Фиолетовые руки На эмалевой стене Полусонно чертят звуки В звонко-звучной тишине... ........................................
в фиолетовом вечере легко утонув в мягкой реке кости смотрят на снег и гром, заливаясь течением, а гром говорит - да. повешенного выловят сетью на днях - да? смотри в землю с другой стороны океана горка обугленных апельсинов - азия - ярко-зеленое солнце. ............................................
(Анна Глазова)
Вычурное у Глазовой культурно и скучно, если Брюсов расписывает лапчатые тени пальм-латаний в полутемной комнате своего дома, то Глазова пытается раскрасить написанное, например, гогеновскими красками. Иногда получается эффектно, иногда даже правдиво - когда касается первичной чувственной реальности. Вот это, по-моему, о поэте и поэзии, что-то вроде "Exegi monumentum":
в вискозных сумерках
нейлоновых чулках умерев из голоса без подвязок и крови и пока неженатой белой личинкой выползает из покрова с черной точкой в заду желтая как трусы какая-то кукольная словесная сущность, безнадежная, неживая, но здешняя. ......................................
("waste land")
Эта выползшая сущность и похожие на нее инфузориеобразные существа в трусах и без, которыми пересыпана книга, кажутся самым выразительным здесь, приближая образность Глазовой к космосу художника Миро.

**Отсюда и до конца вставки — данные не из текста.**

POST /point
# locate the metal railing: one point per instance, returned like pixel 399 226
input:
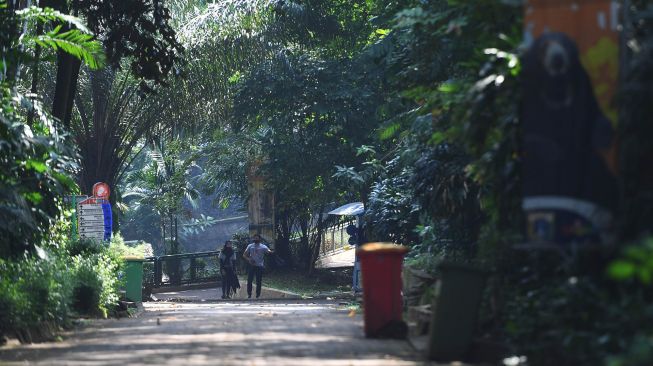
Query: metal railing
pixel 181 269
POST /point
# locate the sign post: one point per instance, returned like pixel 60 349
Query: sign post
pixel 94 218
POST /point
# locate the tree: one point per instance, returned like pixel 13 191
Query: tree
pixel 35 161
pixel 136 29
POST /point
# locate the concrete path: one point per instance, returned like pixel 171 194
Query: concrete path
pixel 280 332
pixel 215 294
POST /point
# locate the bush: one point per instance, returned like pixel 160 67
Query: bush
pixel 45 290
pixel 34 291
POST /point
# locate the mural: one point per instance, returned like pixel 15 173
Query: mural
pixel 570 76
pixel 260 208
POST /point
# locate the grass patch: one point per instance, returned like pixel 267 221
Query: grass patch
pixel 320 281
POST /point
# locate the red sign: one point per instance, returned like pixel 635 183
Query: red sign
pixel 101 190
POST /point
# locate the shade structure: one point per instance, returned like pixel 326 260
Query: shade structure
pixel 350 209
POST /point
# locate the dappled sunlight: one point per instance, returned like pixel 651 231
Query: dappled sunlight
pixel 271 333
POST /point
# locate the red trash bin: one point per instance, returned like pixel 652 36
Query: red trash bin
pixel 382 302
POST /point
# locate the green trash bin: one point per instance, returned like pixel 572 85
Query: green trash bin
pixel 134 278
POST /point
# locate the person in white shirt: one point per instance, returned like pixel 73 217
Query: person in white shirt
pixel 255 255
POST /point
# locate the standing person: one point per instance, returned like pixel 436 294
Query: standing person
pixel 228 271
pixel 254 254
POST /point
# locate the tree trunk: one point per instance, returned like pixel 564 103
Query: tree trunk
pixel 284 230
pixel 67 74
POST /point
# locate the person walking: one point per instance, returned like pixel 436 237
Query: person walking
pixel 254 254
pixel 230 283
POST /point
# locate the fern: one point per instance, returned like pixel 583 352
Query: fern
pixel 47 15
pixel 74 42
pixel 78 42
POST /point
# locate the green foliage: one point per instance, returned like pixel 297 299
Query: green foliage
pixel 634 128
pixel 36 160
pixel 79 42
pixel 139 31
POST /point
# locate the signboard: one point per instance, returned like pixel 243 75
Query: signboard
pixel 94 217
pixel 260 206
pixel 570 74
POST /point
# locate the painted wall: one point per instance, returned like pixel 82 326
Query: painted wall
pixel 594 25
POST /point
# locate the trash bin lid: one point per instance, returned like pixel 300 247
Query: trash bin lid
pixel 373 248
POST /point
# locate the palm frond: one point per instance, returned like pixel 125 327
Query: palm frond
pixel 74 42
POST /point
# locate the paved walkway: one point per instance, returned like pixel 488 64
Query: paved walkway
pixel 279 332
pixel 338 259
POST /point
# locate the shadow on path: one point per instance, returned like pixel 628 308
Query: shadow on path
pixel 292 332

У книги Леонида Виноградова "Потешные стихи" есть редактор - И.Ахметьев. В технику конкретизма Виноградов подпускает точной рифмы - уже комический эффект - и специального веселья:
Посадил дед репку
да посеял кепку.
Когда веселья нет, то точная рифма дает эффект жестокого романсового перебора, противоречащего семантике приема:
Улиц уют.
Птицы поют. Розовый куст розов и густ.
Картины природы у Леонида Виноградова привязаны к писательским именам, чем Тургеневу, Тютчеву, Огареву и др. придается что-то вроде статуса литературных помещиков:
Кучи
сучьев. Тучи. Тютчев.
Или:
Трава и ветер. Тургенев, сеттер.
Или:
Вербует верба воробьев помочь ей вылезть из оврага, но вот взлетает вся ватага.
Шумят березы у краев: "Осталось-то всего полшага!" И пенится вода, как брага, в ручье, поднявшем страшный рев.
И плачет пьяный Огарев, в овраг, гремя, скатилась фляга, других спугнувши воробьев.
Чистая лирика, без всякой потехи - как в двух первых строфах предыдущего стихотворения - у Леонида Виноградова трагична и точна:
Водка. Свитер.
Я и Питер.
Или:
Я - червячок. Внутри крючок.
Или:
Меня как будто кто-то удит. Хвать - и меня опять не будет.
Или:
Я - паучок. Я паутинку тку от этого цветка к тому цветку.
Мое любимое:
Вороны как хлопья бумаги сгоревшей. В поклоне холопьем трепещет орешник.